Jim Kalafus Collection.
Courtesy of Paul Latimer.
I had just finished making a collection for the musicians and sat down to finish my lunch where Mrs. N. Crichton , Mr. Jenkins and Mrs. Schwartzs, an American, were sitting, when I heard the explosion. We all jumped up, poor Mrs. Crichton exclaiming “They have done it!” In fact, I was nervous during the whole trip; so much so that I kept worrying my friends about fearing the submarines.
Thursday night I was in a state that I could not sleep in my own cabin, so I asked Mrs. Crichton if I could sleep in her cabin. Poor soul, she was only too happy to be of any assistance to me and did all she could during that whole night to quiet my nerves.
The next morning, I heard the hooting of the horn, as it was foggy. Everything went well until I sat down to lunch when the explosion occurred. The people rushed for the stairs. I heard someone shouting to be calm. I looked up and saw that it was one of the captains. I cannot say whether it was the first or second.
When we finally reached the top deck, I saw very few of the first class passengers. I was simply horrified with fright. Mr. Schwartz’s trying to calm me, when Mr. E. Gorer (the art dealer of Bond Street) rushed over to us and put a life belt on me, which was my means of being saved, and told me to be brave. He returning for other life belts and Mr. Schwartz, after putting me into the boat where Mrs. Crichton was already sitting, went to help other women.

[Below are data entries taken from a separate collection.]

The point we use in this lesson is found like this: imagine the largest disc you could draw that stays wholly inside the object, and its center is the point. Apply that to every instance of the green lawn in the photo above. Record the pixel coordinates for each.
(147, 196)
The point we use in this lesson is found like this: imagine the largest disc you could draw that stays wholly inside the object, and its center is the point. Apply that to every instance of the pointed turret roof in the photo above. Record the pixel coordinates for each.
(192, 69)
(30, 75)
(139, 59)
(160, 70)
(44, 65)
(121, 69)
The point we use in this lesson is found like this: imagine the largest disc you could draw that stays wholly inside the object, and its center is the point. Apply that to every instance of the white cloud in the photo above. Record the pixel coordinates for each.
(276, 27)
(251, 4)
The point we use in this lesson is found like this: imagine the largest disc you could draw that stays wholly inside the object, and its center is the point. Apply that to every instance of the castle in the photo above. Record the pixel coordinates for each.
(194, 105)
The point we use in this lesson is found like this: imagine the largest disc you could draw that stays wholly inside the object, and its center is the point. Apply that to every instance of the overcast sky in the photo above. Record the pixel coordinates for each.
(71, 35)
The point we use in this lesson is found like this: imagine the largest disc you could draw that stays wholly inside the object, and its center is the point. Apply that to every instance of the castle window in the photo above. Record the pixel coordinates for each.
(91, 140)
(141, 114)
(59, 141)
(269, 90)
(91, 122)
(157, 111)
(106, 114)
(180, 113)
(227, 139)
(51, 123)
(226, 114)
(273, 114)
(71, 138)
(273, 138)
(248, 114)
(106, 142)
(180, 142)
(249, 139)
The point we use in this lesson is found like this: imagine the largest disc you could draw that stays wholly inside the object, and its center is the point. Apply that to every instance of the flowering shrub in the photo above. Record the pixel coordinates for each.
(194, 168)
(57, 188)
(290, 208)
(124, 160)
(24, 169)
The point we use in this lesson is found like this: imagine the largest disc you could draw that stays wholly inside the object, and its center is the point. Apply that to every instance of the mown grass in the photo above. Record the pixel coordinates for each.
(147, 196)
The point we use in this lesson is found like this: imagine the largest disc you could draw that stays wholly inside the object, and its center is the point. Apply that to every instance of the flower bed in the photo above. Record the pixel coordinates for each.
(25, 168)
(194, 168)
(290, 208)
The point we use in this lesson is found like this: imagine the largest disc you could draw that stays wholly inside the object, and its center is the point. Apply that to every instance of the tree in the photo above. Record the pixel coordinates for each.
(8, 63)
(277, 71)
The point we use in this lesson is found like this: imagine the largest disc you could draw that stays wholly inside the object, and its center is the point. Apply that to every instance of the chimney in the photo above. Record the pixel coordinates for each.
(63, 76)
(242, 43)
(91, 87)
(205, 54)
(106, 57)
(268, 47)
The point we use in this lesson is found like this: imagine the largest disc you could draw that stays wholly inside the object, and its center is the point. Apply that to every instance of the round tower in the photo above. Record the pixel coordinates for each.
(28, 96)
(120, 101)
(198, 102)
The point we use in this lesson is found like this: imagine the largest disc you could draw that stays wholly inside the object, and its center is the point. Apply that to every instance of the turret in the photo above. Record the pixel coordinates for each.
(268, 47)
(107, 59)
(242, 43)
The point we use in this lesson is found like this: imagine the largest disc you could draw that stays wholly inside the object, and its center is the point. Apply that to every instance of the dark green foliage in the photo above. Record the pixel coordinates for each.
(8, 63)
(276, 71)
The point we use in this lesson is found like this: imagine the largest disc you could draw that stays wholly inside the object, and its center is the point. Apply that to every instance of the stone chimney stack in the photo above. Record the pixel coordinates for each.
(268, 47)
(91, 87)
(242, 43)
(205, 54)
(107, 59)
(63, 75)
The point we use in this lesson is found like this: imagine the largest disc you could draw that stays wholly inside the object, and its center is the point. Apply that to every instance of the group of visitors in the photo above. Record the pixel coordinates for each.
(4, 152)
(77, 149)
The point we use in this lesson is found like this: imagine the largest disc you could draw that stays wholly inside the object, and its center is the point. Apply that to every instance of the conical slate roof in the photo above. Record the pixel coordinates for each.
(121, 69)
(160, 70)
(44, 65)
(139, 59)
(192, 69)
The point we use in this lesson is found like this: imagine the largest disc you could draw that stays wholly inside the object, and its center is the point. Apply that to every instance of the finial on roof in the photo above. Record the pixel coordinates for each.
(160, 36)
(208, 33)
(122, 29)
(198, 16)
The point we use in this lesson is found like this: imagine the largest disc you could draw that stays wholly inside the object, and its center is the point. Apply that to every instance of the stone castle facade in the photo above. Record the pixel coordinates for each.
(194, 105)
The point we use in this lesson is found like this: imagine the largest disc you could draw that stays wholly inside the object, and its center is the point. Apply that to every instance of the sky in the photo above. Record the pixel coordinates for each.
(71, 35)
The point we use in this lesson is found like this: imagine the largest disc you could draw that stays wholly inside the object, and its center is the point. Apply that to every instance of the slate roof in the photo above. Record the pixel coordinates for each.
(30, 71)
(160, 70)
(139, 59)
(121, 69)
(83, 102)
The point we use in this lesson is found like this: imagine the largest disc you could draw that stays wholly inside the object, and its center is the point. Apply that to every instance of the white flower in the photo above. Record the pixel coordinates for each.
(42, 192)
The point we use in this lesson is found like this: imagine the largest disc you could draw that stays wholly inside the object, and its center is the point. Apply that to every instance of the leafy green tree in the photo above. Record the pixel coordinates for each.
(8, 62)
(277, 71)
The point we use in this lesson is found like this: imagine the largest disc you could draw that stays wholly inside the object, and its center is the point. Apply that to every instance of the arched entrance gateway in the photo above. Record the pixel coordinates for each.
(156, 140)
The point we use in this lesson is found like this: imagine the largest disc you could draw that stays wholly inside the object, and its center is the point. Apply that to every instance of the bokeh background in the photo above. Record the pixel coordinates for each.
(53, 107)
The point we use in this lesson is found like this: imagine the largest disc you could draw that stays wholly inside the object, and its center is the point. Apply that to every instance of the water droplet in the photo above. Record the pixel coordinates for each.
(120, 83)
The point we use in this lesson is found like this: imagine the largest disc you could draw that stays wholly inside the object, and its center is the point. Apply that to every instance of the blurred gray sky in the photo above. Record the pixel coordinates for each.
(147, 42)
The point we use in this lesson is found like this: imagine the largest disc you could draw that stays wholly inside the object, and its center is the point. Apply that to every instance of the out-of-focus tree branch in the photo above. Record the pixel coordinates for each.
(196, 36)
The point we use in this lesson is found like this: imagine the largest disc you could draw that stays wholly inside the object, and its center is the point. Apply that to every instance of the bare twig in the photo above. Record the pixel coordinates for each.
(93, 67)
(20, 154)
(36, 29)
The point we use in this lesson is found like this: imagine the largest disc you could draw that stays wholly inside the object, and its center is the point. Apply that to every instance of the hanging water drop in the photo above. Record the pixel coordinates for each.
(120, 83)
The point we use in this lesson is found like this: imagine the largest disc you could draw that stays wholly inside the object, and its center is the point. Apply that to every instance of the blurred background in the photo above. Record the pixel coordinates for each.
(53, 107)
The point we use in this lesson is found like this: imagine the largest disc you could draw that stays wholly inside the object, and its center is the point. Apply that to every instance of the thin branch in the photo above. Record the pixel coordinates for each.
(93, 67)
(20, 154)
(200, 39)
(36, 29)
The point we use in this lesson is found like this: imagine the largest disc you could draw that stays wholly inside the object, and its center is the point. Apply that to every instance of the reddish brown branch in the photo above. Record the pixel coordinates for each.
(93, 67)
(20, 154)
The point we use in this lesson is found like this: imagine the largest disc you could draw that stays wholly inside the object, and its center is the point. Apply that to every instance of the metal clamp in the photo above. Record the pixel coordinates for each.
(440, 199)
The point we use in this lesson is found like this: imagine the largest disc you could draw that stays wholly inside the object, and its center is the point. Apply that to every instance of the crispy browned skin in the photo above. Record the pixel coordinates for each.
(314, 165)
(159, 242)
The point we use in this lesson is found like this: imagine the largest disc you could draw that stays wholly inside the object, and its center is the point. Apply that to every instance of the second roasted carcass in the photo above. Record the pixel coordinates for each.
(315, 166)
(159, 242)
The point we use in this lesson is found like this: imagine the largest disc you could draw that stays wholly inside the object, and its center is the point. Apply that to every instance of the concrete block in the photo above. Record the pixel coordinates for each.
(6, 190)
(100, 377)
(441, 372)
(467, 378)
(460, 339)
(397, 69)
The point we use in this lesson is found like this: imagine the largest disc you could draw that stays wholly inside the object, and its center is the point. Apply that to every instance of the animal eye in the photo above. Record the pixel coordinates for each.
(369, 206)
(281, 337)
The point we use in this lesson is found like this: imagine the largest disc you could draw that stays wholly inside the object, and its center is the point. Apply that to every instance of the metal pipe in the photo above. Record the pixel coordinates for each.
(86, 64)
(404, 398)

That’s the last I saw of those two brave heroes.
Just then, our boat was lowered but immediately it hit the water it upset throwing all its occupants out. About six were saved from that boat which contained sixty or seventy passengers.
The sights I saw when that boat upset is too awful. Words cannot describe it. A rope was thrown to us, which a few caught hold of. I then remember a few of us getting hold of an oar, but some of them soon dropped off. The cries for mercy, the people drowning and coming up again within three minutes time barely touching me was too terrible.

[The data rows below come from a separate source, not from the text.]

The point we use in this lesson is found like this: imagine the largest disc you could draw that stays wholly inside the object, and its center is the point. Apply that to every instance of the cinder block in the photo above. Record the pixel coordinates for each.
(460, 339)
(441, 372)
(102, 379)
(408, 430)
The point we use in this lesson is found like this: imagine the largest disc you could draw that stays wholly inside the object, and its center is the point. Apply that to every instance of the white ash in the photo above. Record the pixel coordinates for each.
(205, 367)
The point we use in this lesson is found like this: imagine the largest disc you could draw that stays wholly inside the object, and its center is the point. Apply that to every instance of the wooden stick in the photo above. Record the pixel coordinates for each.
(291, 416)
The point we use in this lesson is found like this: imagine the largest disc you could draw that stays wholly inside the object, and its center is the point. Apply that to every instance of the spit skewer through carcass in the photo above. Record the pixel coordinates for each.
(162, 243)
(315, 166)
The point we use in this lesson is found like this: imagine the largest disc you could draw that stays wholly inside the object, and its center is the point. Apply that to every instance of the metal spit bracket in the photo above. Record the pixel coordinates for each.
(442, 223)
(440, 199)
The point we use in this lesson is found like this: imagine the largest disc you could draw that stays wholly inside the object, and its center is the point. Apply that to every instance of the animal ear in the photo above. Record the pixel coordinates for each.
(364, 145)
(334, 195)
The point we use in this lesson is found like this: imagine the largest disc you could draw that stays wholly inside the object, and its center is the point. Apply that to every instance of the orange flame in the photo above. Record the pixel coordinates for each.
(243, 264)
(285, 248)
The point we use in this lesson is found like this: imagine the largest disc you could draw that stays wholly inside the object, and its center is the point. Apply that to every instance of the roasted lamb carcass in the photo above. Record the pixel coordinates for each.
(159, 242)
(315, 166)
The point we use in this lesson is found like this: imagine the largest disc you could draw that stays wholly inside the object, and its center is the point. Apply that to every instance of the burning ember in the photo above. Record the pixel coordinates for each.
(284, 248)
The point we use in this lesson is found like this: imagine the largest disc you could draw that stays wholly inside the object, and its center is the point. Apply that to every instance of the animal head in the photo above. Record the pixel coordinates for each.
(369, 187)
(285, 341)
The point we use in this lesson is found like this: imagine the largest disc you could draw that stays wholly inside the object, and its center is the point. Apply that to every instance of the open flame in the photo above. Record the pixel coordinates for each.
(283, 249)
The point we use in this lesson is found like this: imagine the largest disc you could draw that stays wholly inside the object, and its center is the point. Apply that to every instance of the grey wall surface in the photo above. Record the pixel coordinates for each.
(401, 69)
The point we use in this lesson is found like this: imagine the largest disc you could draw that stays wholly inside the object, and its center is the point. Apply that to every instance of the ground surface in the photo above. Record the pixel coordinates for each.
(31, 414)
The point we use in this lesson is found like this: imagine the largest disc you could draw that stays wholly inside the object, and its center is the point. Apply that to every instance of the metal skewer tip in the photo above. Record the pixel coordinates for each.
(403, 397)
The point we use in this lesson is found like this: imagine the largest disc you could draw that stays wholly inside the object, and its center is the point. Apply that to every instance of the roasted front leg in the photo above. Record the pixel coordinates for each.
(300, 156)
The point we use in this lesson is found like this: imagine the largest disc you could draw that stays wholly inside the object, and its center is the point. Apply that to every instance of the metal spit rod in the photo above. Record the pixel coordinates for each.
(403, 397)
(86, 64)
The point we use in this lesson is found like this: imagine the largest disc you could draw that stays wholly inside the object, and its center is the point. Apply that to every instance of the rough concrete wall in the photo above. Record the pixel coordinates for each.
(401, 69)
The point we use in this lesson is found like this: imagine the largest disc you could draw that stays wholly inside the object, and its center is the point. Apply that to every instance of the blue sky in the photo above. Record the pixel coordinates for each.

Somehow, I caught hold of a deck chair which was floating near me and held on until I became numb when I was picked up by Mr. Harkness, the assistant purser, who afterwards told me he thought I was gone when he first looked at me.
Josephine Brandell came ashore in hysterical condition, and one survivor in the same hotel room later remembered asking her to calm down. She found Francis Bertram Jenkins the following day, but there was no sign of Mabel Crichton, Max Schwarcz, or Edgar Gorer. Josephine took it upon herself to inform William Crichton of his wife’s last moments. He could not be consoled, and passed away a year later.
Josephine did not fulfill the promise of her early stage career. She chose not to pursue starring roles after the disaster, and acted only occasionally. She helped with the war effort, and following the Armistice, she accepted the proposal of John Ormiston Lawson-Johnston. They were wed on May 19, 1920. The marriage was not a happy one and ended in divorce. She was married yet again to George John Seymour Repton on June 1, 1929. George Repton attained the rank of Captain during his service in the Irish Guards. Miss Brandell was well known during World War II, as the founder and chairwoman of The American Friends of Britain. Captain Repton died on May 10, 1943.
Josephine married once again, on December 7th, 1945, to Beresford Cecil Bingham Annesley, 8th Earl Annesley and 9th Viscount Glerawly. He was a Pilot Officer in the service of the Royal Air Force Volunteer Reserve during World War II. He had previously been a Lieutenant in the service of the 6th Battalion Royal Fusiliers. Their marriage lasted until his death on June 29, 1957.
Countess Annesley returned to the United States and spent her final years living in New York City, dying there in August 1977.